An incoming payment is where you declare that you expect an incoming payment, and an address or payment destination is allocated for you to give out. The wallet then monitors the blockchain for usage of this payment destination for a payment, and closes out the incoming payment when either an expiry time has passed or payment is detected, retrieved and processed.

When you want to create an incoming payment, the first thing you do is go to the “Receive” tab. Here you can see a simple form you fill out to create a new incoming payment, and a list showing existing incoming payments.

The "Receive" tab where incoming payments are created and viewed.

The “Receive” tab where incoming payments are created and viewed.

The minimum information you need to provide when creating an incoming payment is the description. If you provide no amount, it will be closed and considered paid if it receives any payment before the expiration period ends. You can also opt not to provide an expiration period, and have it sit there indefinitely.
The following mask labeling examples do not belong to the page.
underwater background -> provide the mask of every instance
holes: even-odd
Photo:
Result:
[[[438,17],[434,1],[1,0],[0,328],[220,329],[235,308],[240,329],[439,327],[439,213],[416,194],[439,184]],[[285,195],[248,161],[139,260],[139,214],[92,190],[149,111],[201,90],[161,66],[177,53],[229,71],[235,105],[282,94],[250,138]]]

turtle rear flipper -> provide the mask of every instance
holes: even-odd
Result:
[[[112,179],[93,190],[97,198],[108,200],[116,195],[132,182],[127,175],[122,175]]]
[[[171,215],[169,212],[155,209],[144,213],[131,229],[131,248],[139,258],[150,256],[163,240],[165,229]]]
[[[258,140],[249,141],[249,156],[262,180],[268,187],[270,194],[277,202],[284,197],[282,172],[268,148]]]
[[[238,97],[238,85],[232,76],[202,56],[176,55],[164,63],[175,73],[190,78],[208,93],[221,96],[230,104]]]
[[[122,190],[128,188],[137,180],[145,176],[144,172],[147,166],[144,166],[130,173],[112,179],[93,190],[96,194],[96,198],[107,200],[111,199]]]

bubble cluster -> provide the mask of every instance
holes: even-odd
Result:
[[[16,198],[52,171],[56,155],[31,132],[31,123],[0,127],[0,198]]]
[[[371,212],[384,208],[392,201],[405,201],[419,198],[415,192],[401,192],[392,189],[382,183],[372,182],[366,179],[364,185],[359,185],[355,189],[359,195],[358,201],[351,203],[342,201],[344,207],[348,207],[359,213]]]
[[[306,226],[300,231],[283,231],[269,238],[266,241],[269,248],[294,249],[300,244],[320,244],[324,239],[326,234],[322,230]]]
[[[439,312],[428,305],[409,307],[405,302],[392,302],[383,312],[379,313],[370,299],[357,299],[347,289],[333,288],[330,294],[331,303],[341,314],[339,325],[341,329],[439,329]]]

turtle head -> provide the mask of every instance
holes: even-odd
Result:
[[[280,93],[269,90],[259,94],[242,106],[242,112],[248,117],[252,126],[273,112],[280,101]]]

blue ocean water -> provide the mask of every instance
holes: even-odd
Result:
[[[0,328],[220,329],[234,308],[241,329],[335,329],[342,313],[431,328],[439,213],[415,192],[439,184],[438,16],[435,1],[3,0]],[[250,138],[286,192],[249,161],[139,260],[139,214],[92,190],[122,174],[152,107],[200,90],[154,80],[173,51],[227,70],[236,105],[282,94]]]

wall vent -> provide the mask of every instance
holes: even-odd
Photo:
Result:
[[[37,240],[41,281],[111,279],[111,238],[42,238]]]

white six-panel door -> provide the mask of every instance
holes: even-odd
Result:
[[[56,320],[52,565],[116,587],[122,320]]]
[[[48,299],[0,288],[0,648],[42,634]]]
If it expires before the payer pays, then you can of course scan the blockchain to detect it later.

The "Expected payment" dialog shown when you create an incoming payment.

The “Expected payment” dialog shown when you create an incoming payment.

This list is updated in real time. As the expiration period for an incoming payment ends, an expected payment is marked as expired and we stop watching the blockchain for activity related to it. As we detect activity related to an expected payment, we process those transactions and if there is no requested amount or the incoming value in those transactions is greater than or equal to the requested amount we mark the expected payment as paid and stop watching the blockchain for activity related to it.

The incoming payment list at the bottom of the "Receive" tab.

The incoming payment list at the bottom of the “Receive” tab.

Giving out the payment destination

There are several ways you can give the payment destination for your newly created expected payment, to whomever you expect to pay it.

Copying the raw payment destination

In some cases, you might just want to give the payer the raw payment destination which will either be an address or a BIP276 script.

Copying the raw payment destination.

Copying the raw payment destination.

Using a QR code

If the other party is standing there with you, you can show them the expected payment dialog and they can take a photo of the QR code with their wallet. Their wallet will extract the address and streamline the payment process.

The QR code provided in the expected payment dialog.

The QR code provided in the expected payment dialog.

Identifying incoming payments

In the legacy model, which is still the most common one, payments are fire and forget. The payer constructs a transaction and broadcasts it to the blockchain. Then when your wallet gets a notification a payment of interest has appeared in the blockchain, it retrieves that transaction and factors it into the related account.

The history tab when awaiting an incoming payment.

The history tab when awaiting an incoming payment.

With this model, the wallet has no idea a payment is incoming until it arrives out of the blue. A new and better model is available in the form of Paymail, but ElectrumSV does not have the service infrastructure to support it at this time. We are however working towards it.